Wednesday, November 7, 2007

High altitude shepherds
Originally uploaded by rdlurie

So here I’ve let another month pass between entries. How the time flies. I’ll try and catch up as succinctly as possible.

Lori and Colin Gatland from way out in the western edges of Ohio came for a weeklong visit at the end of September. I had met Colin several years ago in Spanish 101 at Sinclair C.C., in Dayton. He and Lori are always off on some kind of adventure or another, more often than not in Central or South America, so a weeklong trek to Ecuador was not highly unusual for them. We had a great time, and despite our abbreviated schedule we took in some pretty interesting and varied terrain. One of the highlights was our 3 nights at Hostal Cloud Forest up in Chugchilan, high in the Sierras, especially the hike from Quilotoa Laguna back to Chugchilan. Quilotoa is a dead volcano (3900 mt.), and its crater is filled with almost 800 ft. of brackish water with no known inlet or outlet. It’s quite a sight to approach the crater edge and to all of a sudden encounter the expanse of emerald blue water. All around the crater the wind was howling and it was quite chilly. The hike to Chugchilan took us about 6 hours, although it can be done in less time. We were lucky, and encountered along the trail a young (11) indigenous boy named Cleber who agreed to guide us as far as Guayama for 5 dollars. We were glad to have him, and he was great company. Parts of the hike are strenuous, especially the climb back up the valley to Chugchilan. The scenery was spectacular, but that’s the case throughout this entire country. We got back to the Cloud Forest in late afternoon, the day had grown quite warm; we dropped our packs, took off our shoes and enjoyed a couple of very cold Pilseners.
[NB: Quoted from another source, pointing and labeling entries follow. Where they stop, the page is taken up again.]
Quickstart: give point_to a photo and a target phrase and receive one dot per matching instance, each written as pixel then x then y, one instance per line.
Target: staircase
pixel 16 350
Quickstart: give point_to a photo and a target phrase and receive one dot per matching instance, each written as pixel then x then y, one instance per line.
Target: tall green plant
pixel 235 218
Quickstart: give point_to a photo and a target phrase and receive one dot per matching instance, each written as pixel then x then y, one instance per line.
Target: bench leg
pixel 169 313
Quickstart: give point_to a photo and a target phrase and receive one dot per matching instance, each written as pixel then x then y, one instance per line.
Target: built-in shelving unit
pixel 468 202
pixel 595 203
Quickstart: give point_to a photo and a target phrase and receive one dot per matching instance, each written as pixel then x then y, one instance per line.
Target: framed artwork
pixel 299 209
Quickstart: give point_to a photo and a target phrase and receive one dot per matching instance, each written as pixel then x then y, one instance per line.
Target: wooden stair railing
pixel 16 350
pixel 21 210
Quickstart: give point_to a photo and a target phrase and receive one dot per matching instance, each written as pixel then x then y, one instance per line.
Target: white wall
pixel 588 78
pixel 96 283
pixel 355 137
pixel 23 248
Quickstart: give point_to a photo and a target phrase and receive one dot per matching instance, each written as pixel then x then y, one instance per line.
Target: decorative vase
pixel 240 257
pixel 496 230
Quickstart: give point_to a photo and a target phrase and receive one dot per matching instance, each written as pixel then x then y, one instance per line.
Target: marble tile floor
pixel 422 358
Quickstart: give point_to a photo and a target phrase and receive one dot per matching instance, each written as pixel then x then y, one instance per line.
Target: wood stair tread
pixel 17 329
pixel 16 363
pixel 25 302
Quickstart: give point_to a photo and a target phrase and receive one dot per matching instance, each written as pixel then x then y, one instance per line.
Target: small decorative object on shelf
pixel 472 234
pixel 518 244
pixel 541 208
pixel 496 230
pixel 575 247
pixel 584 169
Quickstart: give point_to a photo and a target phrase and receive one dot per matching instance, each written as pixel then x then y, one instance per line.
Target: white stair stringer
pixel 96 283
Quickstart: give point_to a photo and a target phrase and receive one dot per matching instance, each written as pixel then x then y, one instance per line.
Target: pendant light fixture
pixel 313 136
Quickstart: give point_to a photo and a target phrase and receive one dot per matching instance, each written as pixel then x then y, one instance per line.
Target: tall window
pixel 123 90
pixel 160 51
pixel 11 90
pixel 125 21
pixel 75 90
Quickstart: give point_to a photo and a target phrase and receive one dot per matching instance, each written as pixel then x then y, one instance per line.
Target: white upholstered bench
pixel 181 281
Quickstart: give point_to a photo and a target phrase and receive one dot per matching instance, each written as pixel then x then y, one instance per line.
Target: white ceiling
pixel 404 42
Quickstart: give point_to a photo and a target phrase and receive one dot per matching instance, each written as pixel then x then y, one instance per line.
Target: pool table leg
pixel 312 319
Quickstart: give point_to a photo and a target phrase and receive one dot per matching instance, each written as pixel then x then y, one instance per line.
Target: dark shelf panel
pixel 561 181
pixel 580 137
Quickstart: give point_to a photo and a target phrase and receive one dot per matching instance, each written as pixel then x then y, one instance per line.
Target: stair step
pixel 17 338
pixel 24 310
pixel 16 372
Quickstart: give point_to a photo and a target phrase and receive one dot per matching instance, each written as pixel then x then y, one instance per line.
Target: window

The day before, Colin and Lori had rented some horses and went way up into the bosque and the paramo. Since riding doesn’t suit my back, I opted for a long hike down into the valley to the river. About 2 hours down, and 4 hours up. On my way back, I passed a small mud house which had a few cola bottles perched on the ledge of its single window. I stopped to have a drink, and when I stepped in the door I found a woman and her daughter hard at work at a treadle powered sewing machine. Behind them were several dozen uniforms, which are required for most of the schools here in Ecuador. We talked for awhile, and I learned that they made a pretty decent living from the uniform business, usually about 140 dollars a month, sometimes a little more. There are plenty of places here where families get by somehow on only 60 or 70 dollars each month.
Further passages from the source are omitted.